On 6 May 1949, the President determined it to be national policy that it was then premature to press for a peace treaty with Japan (NSC 13/3). On 9 June 1949, in response to an inquiry by the Department of State, the Joint Chiefs of Staff reaffirmed their view that a peace treaty with Japan was premature.1 This expression of views was forwarded on 14 June 1949 by the Secretary of Defense to the National Security Council (NSC 49).
The Joint Chiefs of Staff have again re-examined the military and national security factors involved in the matter of an early peace treaty with Japan, and in doing so have taken note of:
The unsettled political and military conditions and uncertain military action in the Asian continental areas near Japan;
The highly unstable political and military situation in Taiwan and in southeast Asia, both subject to relatively rapid deterioration and change;
The fact that a treaty consistent with the terms of the armistice by which Japan surrendered could not at this time assure the denial of Japan’s ultimate exploitation by the USSR or assure her orientation toward the western powers.

During this period of political and military instability in the Far East the following are the minimum military requirements of the United States as to forces and bases in the islands of the Japanese Empire, not considering Taiwan and the Pescadores:

The United States to be the only foreign power which would have military forces and base rights in any of the Japanese islands to the southward of Sakhalin and the Kurils Islands;
Arrangements whereby the United States strategic trusteeship over the Marianas, Caroline, and Marshall Islands would not be disturbed by any provision of the treaty;
The United States to secure exclusive long-term strategic control of the Ryukyu Islands south of latitude 29° north, Marcus Island, and the Nanpo Shoto south of Sofu Gan; and
The Joint Chiefs of Staff would expect that the United States forces to be stationed in Japan would be somewhat less than at present and that bases would be required:
On Okinawa, together with such other facilities in the areas delineated in subparagraph c above as are deemed essential by the Joint Chiefs of Staff;
At Yokosuka, as a protected naval base (NSC 13/3 and NSC 49); and
In the four main islands of Japan, Army and Air Force bases generally as at present.

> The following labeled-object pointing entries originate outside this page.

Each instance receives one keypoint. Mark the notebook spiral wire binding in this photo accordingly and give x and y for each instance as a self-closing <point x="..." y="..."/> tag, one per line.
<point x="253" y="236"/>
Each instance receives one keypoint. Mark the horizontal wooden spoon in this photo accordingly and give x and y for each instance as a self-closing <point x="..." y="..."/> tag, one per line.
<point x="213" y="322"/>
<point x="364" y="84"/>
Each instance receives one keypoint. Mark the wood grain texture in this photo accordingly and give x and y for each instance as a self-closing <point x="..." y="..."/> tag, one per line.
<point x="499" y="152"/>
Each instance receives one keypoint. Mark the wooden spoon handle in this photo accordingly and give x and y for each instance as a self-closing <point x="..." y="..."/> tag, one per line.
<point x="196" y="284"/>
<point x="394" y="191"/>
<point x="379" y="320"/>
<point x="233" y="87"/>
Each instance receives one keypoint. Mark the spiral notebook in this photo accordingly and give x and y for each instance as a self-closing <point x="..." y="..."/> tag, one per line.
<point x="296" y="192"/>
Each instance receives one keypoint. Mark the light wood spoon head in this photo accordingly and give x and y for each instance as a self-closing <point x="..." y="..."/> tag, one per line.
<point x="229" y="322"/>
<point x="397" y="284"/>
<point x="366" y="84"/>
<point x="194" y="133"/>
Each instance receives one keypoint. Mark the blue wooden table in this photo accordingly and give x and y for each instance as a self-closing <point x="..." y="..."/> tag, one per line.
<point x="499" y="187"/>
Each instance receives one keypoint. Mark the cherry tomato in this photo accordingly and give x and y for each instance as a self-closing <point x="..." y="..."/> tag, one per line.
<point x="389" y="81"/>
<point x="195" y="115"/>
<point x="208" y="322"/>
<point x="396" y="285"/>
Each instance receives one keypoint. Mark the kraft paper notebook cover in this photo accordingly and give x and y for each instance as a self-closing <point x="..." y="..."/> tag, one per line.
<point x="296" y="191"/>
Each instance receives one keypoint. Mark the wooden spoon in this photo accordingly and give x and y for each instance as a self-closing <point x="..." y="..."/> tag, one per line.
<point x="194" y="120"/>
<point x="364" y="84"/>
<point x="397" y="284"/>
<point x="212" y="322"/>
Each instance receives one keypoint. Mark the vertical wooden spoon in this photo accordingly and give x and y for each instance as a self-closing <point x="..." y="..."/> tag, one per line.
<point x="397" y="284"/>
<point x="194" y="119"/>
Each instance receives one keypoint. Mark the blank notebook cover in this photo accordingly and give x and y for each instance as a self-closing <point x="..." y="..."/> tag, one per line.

From the military point of view the Joint Chiefs of Staff consider that a treaty to be acceptable must include both the USSR and the de facto Government of China as party signators to the document.

In light of the conditions noted in paragraph 1 b above and since it is apparent that the minimum military requirements and the requirement that the USSR be a party signator to the document are probably mutually exclusive, the Joint Chiefs of Staff reaffirm their previous view that negotiations now, leading toward a peace treaty with Japan, are still premature.

If, nevertheless, it is decided that peace treaty negotiations shall be undertaken, it is requested the Joint Chiefs of Staff collaborate in the formulation of those terms of the treaty having military implications.

For the Joint Chiefs of Staff:
Omar N. Bradley

Joint Chiefs of Staff
  1. See enclosure to note of June 15, p. 774.